Tuesday’s wintry weather also tested the team’s design.

“Metal shrinks when it gets cold, so putting it together has been pretty difficult. We’ve had to hold it and grind some of the parts down and loosen some of the bolts to get it to fit together right, but we knew it was going to be cold,” Kozlowski said.

Finishing touches are planned for today. Once completed, the sculpture will provide Shawmut Park visitors will an abstract accounting of the Erie Railroad’s history in Hornell.

Kozlowski pointed to large metal plates at bases of the arch. Those, she said, represent the large cities that the Erie Railroad went through.

“So we started with Chicago, and on that side is New York City.”

Wooden inserts represent railroad ties joined by wire metal sections that “represent city lines.”

“Right there at the top where the wires connect would represent the city of Hornell,” she said, adding, “We also have a bench that will be placed right behind our sculpture, and the back of the bench has a map of the city of Hornell on it.”

Watching their work take shape, the students said that they hope Hornell residents will come to appreciate the Maple City’s history the way that they did over the course of the project.

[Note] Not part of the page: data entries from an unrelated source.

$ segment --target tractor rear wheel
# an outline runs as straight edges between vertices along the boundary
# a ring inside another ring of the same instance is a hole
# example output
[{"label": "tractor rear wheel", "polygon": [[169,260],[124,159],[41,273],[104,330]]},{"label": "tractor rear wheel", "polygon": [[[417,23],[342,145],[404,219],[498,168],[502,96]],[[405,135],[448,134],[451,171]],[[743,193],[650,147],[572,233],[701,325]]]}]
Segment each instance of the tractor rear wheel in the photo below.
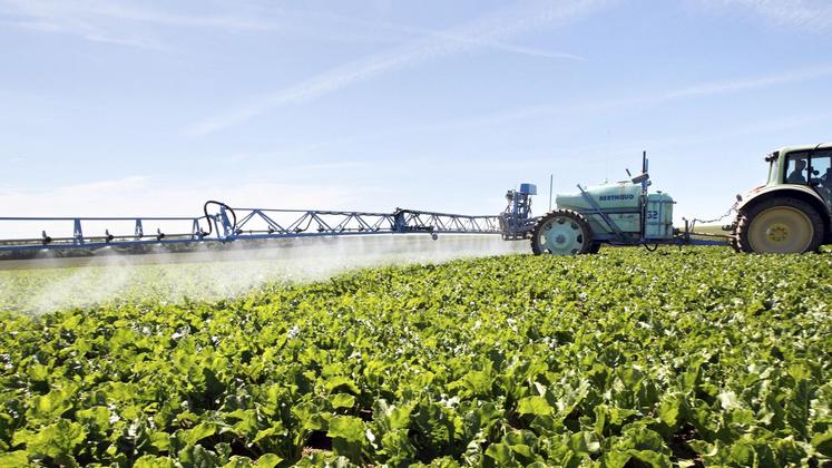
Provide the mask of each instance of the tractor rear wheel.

“We learned a lot of history. We talked with the historian here in Hornell and learned a lot about the city. I enjoyed that. Building this was very hard but fun. I’m glad we did it,” said Molly Fitscher, a sophomore from Lake George.

While the sculpture may be the product of a semester’s work by students who are not from the Hornell area, Nathaniel Atkinson, a sophomore from Harrisville, New York, said that he hopes it leaves a legacy.

“Just the fact that we got to make a piece of artwork that is lasting, especially longer than us in the area, it just means a lot because of the craftsmanship that went into it. Everyone will get to see it, and I hope that it ties in enough to the town and the history that us making it for the town really comes through, and it’s understood that it’s for the town and not exactly for our personal gain.”